Erreur impardonnable pour un fin connaisseur de la situation comme M. Poniatowski. L’ameublement bénéficie de la Loi Chatel du 3 janvier dernier et de l’amendement Debré. Souvenez-vous, M. Poniatowski, une loi qui permet d’employer des salariés le dimanche sans aucune contrepartie, sans volontariat suite à une boulette de ses promoteurs que M. Mallié ne corrige curieusement pas dans sa proposition.

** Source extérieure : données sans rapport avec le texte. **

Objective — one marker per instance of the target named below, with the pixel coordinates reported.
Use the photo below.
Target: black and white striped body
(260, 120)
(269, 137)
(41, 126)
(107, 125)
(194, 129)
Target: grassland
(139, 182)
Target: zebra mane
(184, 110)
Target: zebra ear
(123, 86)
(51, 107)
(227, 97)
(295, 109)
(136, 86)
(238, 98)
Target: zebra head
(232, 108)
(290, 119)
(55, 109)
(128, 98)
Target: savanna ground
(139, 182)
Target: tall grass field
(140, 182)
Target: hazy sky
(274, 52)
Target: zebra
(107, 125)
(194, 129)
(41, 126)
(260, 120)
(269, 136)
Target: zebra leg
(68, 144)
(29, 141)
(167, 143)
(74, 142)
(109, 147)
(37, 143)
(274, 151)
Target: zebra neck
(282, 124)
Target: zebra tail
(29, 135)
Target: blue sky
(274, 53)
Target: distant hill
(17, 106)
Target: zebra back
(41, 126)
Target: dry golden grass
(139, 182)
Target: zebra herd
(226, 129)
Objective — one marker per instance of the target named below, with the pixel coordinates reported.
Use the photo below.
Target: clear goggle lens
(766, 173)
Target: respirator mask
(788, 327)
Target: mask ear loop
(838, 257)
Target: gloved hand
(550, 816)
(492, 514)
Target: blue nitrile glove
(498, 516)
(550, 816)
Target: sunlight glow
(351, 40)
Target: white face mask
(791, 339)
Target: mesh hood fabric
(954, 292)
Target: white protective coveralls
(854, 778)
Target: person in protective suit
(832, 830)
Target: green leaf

M. Poniatowski devrait se renseigner : quelles sont les enseignes qui sont fermées en Ile de France ?! Elles sont toutes ouvertes. Castorama, condamné, continue à ouvrir en dépit d’une astreinte de 90.000 Euros. Les seules à avoir fermé sont les enseignes de vente d’électro-ménager qui n’ont pas vu leur chiffre d’affaire baisser sauf lorsqu’elles sont directement confrontées à d’autres enseignes qui ouvrent le dimanche comme c’est le cas à Eragny où Planet Saturn a perdu des parts de marchés sur les CD, les jeux vidéos du fait du maintien de l’ouverture du Grand Cercle à moins de 200 mètres.

C’est l’Etat qui est garant de l’égalité et de la légalité. Que fait-il ?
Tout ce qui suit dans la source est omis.